Beying a Jewish boy myself, I was raised knowing that getting into college will be extremely difficult for me, and I had to be much better prepared than regular Ukrainian and Russian kids. I was strong in math (can’t say this about the Physics though).
Anyway, during the first written test at KPI, there was a problem with the purposely wrong description. Each of the four hundred people that were taking this test had to solve it. I caught the trick in that problem, and my written math grade was 4 out of 5. Two hundred and twenty people got 2 out of 5, which meant that they wouldn’t even accepted to the second exam.
At the verbal math exam, each applicant had to randomly pick a sheet (a. k. a. ticket) with different written problems. Everybody was sitting in a large auditorium preparing their answers followed by the face-to-face conversation with a professor. He or she was reviewing your solutions and could ask additional questions.
I glanced at my sheet – all problems were easy for me. I quickly wrote the answers, then helped to a girl sitting next to me (this was her 5th attempt to get admitted) and wrote all the answers to the guy in the military costume – guys who server in the army had a preferential treatment (you may be surprised, but helping other people during the tests was considered a noble thing to do in the USSR). Each of them had a face-to-face before me and each of them got a quick 4 without any additional questions. I said to myself, that if they got 4, I could expect getting 6 out of 5.
Then was my turn. All answers for the ticket problems were correct, and then the professor started to ask me additional questions. After answering 11 (!) questions correctly, he asked me the next one from trigonometry, “What’s the difference between the graphs of functions arcsine and arccosine”. Piece of cake. I started answering “The function arcsine looks the same as arccosine… ” He didn’t let me finish or draw the graphs. “Stop. So you think that arsine and arccosine look the same? Your grade is 2.” This meant the end of my exams.

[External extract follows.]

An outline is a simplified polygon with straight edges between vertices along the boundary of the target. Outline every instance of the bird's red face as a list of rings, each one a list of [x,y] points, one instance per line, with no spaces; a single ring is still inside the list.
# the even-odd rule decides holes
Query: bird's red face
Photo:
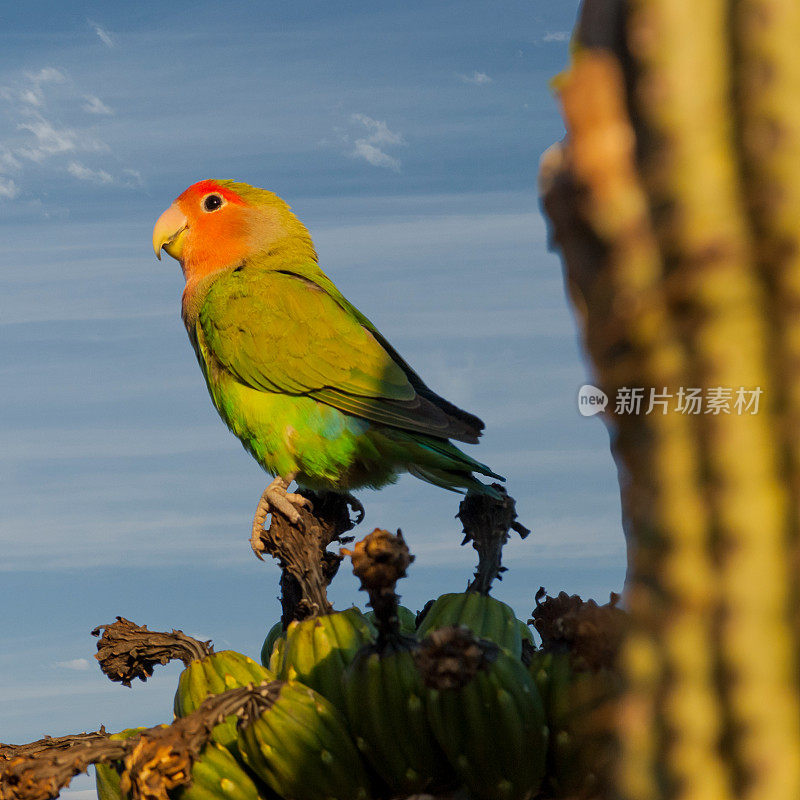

I was speechless for a moment…He didn’t let me finish the sentence! I started mumbling that I was awarded a second place in the math Olympiad of the central borough of Kiev. Then I pooled out the award certificate… He just said, “Apparently your math was better back then, but now you have a serious gap in trigonometry…”
Two months later I went to Novocherkassk, Russia, which was a town 600 miles away from home, got two easy fives on both math tests, 4 on essay and 3 on physics, and got admitted to the Applied Math major.
Several years ago, I was browsing books on Amazon and found a pretty interesting one – “You Failed Your Math Test, Comrade Einstein” . The authors compiled many tough math problems that were prepared specifically for the Jewish students applying to the Soviet “ivy league” universities. I bought this book to show my respect to the authors for their work.